Monsanto disagrees with that court decision and is appealing it.
The scientists of the International Agency for Research on Cancer (IARC) pose in Lyon, France, in 2015. IARC is the World Health Organization’s cancer research arm that identifies and evaluates environmental causes of cancer in humans. (Court exhibit from Johnson vs. Monsanto trial)
That lawsuit led to the release of internal documents now widely referred to as the Monsanto Papers. They “were all carefully sculpted, carefully controlled and portions of it carefully written by Monsanto employees,” Wisner says.
The Monsanto Papers show that the panels did not have the level of independence that the company claimed. On its website, Monsanto said that the experts were “medical doctors, cancer experts and individuals who hold doctoral degrees … (who worked at) major universities and medical schools, at research institutions and as consultants.”
In November 2018, after Critical Reviews in Toxicology expressed concerns, the authors released clarifications in the journal saying that Monsanto did review the manuscripts in three of the five cases. They insisted that the changes were minor and that Monsanto did not influence the conclusions. Monsanto also said at the Johnson trial that the papers were not ghostwritten.

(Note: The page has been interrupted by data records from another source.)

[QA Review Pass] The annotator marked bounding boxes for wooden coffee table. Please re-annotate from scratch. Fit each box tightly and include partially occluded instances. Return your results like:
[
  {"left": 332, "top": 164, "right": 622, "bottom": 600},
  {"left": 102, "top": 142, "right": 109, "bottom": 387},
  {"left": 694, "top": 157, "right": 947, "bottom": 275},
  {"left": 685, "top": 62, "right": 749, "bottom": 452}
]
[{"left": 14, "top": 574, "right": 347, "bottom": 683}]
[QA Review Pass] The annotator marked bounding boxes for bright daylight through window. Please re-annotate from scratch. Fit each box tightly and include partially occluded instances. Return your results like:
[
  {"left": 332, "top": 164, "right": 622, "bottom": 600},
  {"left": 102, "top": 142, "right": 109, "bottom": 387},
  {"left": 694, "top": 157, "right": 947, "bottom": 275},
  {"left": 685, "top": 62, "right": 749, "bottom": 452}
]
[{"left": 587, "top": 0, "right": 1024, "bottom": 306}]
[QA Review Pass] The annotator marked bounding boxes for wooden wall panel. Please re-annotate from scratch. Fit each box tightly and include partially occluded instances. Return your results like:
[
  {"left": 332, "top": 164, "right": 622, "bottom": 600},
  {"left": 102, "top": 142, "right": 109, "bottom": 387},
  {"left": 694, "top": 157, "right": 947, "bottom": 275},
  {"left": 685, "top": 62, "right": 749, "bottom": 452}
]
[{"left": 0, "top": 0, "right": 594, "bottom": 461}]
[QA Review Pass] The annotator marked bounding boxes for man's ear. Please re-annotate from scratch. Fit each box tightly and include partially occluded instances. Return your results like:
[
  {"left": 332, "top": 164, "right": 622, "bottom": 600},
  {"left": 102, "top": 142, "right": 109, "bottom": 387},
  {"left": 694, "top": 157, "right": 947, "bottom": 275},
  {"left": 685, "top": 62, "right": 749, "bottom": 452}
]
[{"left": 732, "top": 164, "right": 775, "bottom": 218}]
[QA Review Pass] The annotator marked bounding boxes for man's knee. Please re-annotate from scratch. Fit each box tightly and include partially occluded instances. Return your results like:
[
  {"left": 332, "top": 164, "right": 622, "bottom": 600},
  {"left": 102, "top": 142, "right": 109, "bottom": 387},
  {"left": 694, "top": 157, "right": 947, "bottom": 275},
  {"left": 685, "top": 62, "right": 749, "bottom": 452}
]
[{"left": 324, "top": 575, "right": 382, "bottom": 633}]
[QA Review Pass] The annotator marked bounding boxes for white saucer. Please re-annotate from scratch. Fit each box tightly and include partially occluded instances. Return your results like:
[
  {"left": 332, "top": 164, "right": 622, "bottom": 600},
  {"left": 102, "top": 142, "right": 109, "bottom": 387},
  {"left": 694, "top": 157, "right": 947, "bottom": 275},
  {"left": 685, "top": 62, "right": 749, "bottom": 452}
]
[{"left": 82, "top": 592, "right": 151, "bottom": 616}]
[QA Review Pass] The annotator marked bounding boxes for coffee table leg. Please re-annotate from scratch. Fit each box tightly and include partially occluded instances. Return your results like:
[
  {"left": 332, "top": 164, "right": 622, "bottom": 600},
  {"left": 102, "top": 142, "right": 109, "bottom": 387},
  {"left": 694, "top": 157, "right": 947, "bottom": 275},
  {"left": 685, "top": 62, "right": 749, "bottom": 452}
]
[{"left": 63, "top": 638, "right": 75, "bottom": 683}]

Monsanto, now owned by Bayer, has categorically denied having influenced studies on glyphosate. It also says that IARC is an outlier, and no major government regulator has found glyphosate to be carcinogenic. What’s more Bayer says that according to the latest science, there is no association between glyphosate and cancer for farmers, and it cites Health Canada’s recent findings, which affirm that glyphosate-based herbicides are safe when used as directed.
Twelve of the 15 authors had been consultants for Monsanto in the past, and two have now admitted that they were paid directly by the company.